Australia’s headline CPI fell from 3.8% to three.4% year-on-year in November, prompting merchants to briefly think about the concept of additional RBA easing.
November knowledge from the Australian Bureau of Statistics mirrored broad-based deceleration in worth pressures, with each items and providers inflation moderating.
Key Takeaways
- Headline CPI rose 3.4% year-over-year in November, down from 3.8% in October and marking the bottom studying since mid-2024
- Trimmed imply inflation (core measure) eased to three.2% yearly from 3.3%, the bottom since December 2021
- Month-to-month CPI was flat (0.0%) in authentic phrases however rose 0.2% on a seasonally adjusted foundation
- Housing prices remained the most important contributor to inflation at 5.2% yearly, pushed primarily by electrical energy and rents
- Electrical energy costs surged 19.7% yearly as Queensland state rebates have been exhausted, although the tempo moderated from October’s 37.1% enhance
- Companies inflation eased to three.6% from 3.9%, whereas items inflation slowed to three.3% from 3.8%
Housing continued to exert the strongest upward stress on inflation, contributing 1.12 proportion factors to the general 3.4% annual enhance. Inside the housing class, electrical energy prices rose sharply at 19.7% year-over-year, although this mirrored the depletion of Queensland’s state authorities electrical energy rebate somewhat than underlying worth will increase.
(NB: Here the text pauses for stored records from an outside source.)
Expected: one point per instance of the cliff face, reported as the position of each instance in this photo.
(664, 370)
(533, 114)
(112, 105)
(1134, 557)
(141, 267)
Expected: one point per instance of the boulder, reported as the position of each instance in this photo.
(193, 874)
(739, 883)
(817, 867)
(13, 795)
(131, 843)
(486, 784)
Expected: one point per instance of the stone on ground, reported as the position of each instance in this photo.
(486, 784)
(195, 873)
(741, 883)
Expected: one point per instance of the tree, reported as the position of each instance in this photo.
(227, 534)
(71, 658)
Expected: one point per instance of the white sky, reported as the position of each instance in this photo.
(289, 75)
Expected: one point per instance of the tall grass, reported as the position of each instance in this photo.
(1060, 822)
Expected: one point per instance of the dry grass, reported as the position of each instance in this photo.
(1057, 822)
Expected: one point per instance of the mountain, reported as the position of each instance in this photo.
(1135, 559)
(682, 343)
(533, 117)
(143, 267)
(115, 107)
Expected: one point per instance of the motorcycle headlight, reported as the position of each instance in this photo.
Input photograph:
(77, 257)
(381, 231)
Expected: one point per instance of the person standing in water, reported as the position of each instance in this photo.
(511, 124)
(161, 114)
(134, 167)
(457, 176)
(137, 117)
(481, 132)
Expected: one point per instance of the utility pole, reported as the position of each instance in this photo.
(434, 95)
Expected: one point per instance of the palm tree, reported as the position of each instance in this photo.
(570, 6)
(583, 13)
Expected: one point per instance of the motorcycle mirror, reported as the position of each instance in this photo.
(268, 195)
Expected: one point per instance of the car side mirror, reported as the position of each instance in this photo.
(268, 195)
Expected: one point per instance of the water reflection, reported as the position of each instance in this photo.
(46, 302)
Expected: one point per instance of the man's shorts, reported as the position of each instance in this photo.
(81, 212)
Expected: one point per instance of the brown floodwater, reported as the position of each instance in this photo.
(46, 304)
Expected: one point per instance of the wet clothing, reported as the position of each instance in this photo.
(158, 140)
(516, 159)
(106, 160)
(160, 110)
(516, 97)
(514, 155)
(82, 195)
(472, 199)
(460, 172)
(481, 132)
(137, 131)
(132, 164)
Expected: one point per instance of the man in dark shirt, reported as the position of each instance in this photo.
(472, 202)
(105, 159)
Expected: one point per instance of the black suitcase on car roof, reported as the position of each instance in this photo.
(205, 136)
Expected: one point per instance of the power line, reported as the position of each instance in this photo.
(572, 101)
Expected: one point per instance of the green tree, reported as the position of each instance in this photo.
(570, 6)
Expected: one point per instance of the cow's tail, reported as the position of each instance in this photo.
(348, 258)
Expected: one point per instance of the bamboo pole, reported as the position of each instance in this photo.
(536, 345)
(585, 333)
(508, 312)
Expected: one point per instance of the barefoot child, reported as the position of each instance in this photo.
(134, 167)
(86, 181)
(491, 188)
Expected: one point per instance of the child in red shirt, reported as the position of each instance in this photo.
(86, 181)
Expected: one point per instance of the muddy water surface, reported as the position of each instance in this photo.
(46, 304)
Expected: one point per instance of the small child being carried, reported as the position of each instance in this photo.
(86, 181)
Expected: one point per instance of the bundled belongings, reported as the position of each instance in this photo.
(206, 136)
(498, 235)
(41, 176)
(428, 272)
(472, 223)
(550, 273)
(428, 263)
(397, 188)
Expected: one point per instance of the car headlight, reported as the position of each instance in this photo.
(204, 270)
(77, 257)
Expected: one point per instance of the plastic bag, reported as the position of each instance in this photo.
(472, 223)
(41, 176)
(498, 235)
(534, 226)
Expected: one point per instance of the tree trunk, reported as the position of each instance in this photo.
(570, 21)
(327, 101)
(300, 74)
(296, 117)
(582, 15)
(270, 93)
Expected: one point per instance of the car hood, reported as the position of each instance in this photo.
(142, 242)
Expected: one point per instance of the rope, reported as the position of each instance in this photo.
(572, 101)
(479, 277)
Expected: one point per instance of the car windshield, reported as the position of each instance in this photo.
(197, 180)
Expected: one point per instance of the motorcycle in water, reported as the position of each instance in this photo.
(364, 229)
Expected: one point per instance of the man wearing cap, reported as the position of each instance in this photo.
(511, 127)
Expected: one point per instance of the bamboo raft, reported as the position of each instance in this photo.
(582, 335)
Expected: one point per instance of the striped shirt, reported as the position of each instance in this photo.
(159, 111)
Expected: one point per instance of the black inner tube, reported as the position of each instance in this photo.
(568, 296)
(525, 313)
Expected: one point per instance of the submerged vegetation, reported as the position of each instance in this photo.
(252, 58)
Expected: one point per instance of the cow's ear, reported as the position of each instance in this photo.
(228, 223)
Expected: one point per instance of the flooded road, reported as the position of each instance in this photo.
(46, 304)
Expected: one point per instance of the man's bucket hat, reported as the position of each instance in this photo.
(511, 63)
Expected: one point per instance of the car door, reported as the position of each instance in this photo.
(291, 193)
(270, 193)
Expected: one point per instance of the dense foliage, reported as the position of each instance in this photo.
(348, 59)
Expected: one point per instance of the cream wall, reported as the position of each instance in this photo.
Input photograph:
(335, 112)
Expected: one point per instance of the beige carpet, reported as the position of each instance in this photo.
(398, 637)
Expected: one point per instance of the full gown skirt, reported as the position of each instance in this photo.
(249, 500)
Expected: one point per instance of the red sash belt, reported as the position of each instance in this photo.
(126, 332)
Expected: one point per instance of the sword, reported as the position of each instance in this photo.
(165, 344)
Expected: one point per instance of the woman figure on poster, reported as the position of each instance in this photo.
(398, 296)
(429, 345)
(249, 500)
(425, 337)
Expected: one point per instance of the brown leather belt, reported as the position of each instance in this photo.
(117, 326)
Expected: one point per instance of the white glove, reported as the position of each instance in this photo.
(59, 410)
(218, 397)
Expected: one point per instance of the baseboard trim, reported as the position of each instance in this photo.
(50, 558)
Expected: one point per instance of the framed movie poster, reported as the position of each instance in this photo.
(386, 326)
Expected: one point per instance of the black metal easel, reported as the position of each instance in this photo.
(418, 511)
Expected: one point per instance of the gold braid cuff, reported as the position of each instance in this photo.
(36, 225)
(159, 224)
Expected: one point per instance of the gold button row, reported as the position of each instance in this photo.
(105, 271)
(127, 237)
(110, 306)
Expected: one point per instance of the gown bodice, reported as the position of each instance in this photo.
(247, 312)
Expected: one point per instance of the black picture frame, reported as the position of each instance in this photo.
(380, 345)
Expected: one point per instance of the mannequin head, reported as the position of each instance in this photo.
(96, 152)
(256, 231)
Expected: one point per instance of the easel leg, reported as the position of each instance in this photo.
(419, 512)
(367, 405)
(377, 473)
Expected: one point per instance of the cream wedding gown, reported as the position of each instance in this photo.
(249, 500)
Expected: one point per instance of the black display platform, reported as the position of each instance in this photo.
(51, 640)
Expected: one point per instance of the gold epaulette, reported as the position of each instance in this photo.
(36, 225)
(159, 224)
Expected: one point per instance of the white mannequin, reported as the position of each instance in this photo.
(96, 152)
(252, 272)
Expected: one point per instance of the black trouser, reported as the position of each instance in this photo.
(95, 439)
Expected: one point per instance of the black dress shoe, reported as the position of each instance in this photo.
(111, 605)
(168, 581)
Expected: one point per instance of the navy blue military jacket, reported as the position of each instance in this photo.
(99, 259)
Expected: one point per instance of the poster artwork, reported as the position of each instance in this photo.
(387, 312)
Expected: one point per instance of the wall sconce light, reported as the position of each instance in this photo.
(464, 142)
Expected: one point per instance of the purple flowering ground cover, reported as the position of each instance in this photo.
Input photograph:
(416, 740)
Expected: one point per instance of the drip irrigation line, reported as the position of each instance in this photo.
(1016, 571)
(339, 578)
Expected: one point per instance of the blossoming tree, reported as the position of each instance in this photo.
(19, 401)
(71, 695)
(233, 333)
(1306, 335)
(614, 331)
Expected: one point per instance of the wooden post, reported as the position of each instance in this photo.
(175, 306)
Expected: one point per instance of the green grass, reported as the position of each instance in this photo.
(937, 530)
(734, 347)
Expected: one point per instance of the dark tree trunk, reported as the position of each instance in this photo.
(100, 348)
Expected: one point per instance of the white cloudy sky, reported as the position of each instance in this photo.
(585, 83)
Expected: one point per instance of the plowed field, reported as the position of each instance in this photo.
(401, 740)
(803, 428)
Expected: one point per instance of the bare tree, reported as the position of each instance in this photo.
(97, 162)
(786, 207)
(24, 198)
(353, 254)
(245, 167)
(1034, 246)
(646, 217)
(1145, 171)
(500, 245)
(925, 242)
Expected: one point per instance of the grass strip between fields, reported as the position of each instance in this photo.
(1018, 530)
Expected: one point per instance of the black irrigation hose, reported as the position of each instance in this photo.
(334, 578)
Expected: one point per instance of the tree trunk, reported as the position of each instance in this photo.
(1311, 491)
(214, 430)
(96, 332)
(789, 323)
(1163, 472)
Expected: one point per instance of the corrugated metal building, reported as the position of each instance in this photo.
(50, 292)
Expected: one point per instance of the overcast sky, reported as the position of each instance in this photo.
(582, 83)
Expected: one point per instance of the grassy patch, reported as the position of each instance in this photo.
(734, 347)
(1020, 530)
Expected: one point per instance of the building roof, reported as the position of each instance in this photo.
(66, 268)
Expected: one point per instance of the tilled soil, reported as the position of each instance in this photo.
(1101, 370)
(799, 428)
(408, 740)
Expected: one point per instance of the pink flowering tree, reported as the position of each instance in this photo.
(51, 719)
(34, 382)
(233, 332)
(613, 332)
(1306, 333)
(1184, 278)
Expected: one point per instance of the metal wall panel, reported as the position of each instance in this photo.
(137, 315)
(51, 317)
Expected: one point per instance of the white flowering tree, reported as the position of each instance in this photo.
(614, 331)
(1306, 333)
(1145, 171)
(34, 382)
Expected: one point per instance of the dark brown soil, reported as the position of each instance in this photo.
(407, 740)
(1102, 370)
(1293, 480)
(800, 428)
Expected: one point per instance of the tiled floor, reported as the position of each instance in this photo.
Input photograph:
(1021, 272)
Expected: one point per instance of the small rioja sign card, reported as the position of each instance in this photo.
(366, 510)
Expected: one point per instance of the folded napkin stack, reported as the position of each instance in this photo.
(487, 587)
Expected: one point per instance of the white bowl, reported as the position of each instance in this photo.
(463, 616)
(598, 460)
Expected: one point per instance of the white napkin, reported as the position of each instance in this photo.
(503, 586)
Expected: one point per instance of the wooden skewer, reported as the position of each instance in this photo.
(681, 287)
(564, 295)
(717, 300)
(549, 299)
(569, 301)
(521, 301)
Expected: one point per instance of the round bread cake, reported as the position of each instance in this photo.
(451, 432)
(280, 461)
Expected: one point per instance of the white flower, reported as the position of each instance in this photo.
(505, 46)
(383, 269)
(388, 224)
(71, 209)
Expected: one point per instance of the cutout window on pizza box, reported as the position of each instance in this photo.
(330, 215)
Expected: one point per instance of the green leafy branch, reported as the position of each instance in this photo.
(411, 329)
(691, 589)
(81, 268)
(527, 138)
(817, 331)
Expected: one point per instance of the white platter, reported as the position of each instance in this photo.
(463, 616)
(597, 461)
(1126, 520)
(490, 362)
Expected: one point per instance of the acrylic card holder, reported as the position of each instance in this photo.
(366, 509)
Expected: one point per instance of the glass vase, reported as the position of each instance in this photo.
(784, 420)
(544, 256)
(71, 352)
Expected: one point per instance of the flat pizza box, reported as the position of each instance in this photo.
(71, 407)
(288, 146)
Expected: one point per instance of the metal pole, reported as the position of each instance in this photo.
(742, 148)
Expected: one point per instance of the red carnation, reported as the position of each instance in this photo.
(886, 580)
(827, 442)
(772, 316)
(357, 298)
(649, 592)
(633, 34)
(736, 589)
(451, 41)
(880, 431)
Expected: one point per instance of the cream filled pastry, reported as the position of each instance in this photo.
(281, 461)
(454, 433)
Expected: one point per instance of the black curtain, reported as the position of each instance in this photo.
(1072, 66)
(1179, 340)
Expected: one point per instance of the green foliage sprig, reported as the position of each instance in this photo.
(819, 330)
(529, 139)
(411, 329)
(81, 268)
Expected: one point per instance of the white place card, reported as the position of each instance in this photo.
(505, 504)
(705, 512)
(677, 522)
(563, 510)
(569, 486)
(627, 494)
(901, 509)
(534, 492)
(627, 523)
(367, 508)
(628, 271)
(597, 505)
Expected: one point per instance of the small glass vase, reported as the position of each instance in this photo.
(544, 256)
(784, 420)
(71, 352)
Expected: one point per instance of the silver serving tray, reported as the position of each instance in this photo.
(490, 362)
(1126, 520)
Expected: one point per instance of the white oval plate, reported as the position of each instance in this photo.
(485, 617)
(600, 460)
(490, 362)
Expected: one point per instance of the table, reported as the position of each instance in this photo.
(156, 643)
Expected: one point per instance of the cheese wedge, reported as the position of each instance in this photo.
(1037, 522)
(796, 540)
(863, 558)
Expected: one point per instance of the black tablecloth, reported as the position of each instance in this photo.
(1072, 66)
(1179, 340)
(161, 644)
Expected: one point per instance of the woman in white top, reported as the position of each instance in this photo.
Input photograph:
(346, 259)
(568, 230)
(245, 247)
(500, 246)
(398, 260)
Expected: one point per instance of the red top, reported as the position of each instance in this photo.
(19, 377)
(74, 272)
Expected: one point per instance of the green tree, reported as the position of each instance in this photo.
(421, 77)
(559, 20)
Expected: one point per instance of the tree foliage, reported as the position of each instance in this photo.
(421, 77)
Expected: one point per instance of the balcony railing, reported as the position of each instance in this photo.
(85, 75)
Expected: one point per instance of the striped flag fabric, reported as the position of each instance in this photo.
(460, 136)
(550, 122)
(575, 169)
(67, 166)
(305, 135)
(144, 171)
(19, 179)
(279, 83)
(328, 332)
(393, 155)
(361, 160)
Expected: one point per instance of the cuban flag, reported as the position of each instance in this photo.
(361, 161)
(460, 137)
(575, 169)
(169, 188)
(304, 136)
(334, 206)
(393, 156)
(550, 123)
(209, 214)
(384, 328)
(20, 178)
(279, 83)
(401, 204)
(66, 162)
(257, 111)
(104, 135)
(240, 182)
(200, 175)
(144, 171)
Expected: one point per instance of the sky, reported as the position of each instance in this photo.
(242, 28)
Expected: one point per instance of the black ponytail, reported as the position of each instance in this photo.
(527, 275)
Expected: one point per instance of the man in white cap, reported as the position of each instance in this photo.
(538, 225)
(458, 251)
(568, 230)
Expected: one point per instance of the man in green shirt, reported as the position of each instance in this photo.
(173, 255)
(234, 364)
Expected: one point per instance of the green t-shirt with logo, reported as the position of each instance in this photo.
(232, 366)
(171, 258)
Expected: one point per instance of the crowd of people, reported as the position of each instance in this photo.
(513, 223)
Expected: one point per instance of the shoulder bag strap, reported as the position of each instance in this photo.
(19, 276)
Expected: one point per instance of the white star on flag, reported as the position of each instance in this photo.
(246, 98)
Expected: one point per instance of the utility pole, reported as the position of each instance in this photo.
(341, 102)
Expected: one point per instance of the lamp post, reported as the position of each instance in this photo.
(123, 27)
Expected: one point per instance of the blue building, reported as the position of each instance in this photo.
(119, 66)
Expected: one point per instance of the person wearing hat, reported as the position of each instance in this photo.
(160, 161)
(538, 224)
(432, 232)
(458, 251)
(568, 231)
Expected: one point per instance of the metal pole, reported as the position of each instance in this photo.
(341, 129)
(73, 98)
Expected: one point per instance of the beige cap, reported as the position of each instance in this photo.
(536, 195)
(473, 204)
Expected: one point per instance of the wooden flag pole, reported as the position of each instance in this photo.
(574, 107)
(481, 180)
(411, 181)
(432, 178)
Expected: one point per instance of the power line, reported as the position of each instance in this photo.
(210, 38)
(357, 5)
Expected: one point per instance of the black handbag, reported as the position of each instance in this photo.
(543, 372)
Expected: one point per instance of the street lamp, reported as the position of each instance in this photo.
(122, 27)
Meals and non-alcoholic drinks noticed costs rise 3.3% yearly, with significantly robust will increase in meat and seafood (3.9%), pushed by beef and veal (11.4%) and lamb and goat (12.3%) as a consequence of sturdy abroad demand.
Hyperlink to official ABS Client Value Index (November 2025)
Transport prices rose 2.7% yearly, with automotive gasoline costs up 3.5% for the 12 months. In month-to-month phrases, gasoline costs jumped 2.5% in November, the strongest month-to-month acquire since June, as common unleaded costs elevated 4.8 cents per liter.
The deceleration in each headline and core inflation, mixed with softer labor market situations, strengthens the case for additional financial lodging. Nonetheless, persistent worth pressures in housing, meals, and providers counsel the central financial institution will seemingly preserve a cautious, data-dependent method somewhat than signaling a predetermined easing path.
The RBA coverage trajectory may nonetheless hinge on providers inflation, which at 3.6% yearly stays elevated and represents extra domestically-generated worth stress that the central financial institution can instantly affect by way of financial coverage.
Market Reactions
Australian Greenback vs. Main Currencies: 5-min
Overlay of AUD vs. Main Currencies Chart by TradingView
The Australian greenback, which had been shifting largely sideways main as much as the CPI launch, had an initially bearish response to the downbeat outcomes. Nonetheless, the foreign money quickly stabilized and proceeded to climb roughly an hour after the numbers have been printed.
A little bit of help might have additionally stemmed from stronger-than-expected constructing approvals knowledge launched on the similar time, in addition to elevated providers inflation that remained effectively above the RBA’s consolation zone.
With that, AUD managed to drag increased throughout the board roughly an hour after the CPI numbers have been printed, bagging respectable pips towards JPY (+0.21%), CAD (0.18%) and NZD (+0.14%) whereas holding on to marginal positive factors versus GBP (+0.06%) and EUR (+0.05%).